Iranian diplomats burnt documents on Thursday morning, a few hours before they were set to leave Albania after the country cut diplomatic relations with Tehran over a cyber attack in July.
In a rare video address on Wednesday, Albania's Prime Minister Edi Rama said he ordered Iranian diplomats and staff to close the embassy and leave the country within 24 hours.
Mr Rama said the cyber attack “threatened to paralyse public services, erase digital systems and hack into state records, steal government intranet electronic communication and stir chaos and insecurity in the country”.
A Reuters witness saw a man from inside the embassy throwing papers in a rusted barrel, with flames illuminating the walls of the three-storey embassy.

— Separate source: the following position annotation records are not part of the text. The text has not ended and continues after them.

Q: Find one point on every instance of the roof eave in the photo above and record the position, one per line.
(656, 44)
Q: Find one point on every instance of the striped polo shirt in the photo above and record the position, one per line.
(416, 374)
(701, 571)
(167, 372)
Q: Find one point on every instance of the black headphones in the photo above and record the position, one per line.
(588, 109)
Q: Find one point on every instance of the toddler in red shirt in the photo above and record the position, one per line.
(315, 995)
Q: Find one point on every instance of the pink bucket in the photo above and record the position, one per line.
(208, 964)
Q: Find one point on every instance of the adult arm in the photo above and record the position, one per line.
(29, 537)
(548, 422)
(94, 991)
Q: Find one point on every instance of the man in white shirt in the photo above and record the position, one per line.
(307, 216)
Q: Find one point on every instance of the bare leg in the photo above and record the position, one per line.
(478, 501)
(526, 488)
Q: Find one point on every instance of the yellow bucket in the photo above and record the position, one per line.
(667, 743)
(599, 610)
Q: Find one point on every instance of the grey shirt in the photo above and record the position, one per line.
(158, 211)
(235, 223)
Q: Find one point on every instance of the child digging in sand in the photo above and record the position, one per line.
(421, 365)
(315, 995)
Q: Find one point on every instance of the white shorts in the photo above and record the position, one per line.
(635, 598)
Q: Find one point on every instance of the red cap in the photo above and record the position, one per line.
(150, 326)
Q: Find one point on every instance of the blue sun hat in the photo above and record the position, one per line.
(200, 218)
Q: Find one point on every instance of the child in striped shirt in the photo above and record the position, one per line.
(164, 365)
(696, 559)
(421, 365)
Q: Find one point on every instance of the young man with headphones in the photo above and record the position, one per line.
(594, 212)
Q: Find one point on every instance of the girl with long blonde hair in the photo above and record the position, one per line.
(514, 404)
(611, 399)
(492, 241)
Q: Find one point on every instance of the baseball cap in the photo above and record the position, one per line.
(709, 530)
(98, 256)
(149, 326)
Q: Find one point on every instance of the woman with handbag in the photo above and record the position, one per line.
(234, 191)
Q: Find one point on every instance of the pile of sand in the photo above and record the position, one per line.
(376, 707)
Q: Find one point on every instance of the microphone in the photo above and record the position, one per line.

Washington, Albania's closest ally, also blamed Iran for the attack and promised to “take further action to hold Iran accountable for actions that threaten the security of a US ally”.
Tehran has strongly condemned Tirana's decision to cut diplomatic ties and said Albania's reasons for the move were “baseless claims”.
Albania and Iran have had tense relations since 2014, when Albania accepted about 3,000 members of the exiled opposition group People's Mujahideen Organisation of Iran, also known by its Farsi name Mujahideen-e-Khalq, who have settled in a camp near Durres, the country's main port.
Days after the cyber attack, Tirana-based media reported that hackers had published the data of opposition members that was saved in Albania's state computers such as personal, social and security numbers, names and photos.
On Thursday morning, it appeared calm outside the embassy in Tirana, which is located only 200 metres away from the prime minister's office.
A black Audi with diplomatic car plates and darkened windows was seen going in and out as a police officer guarded the entrance.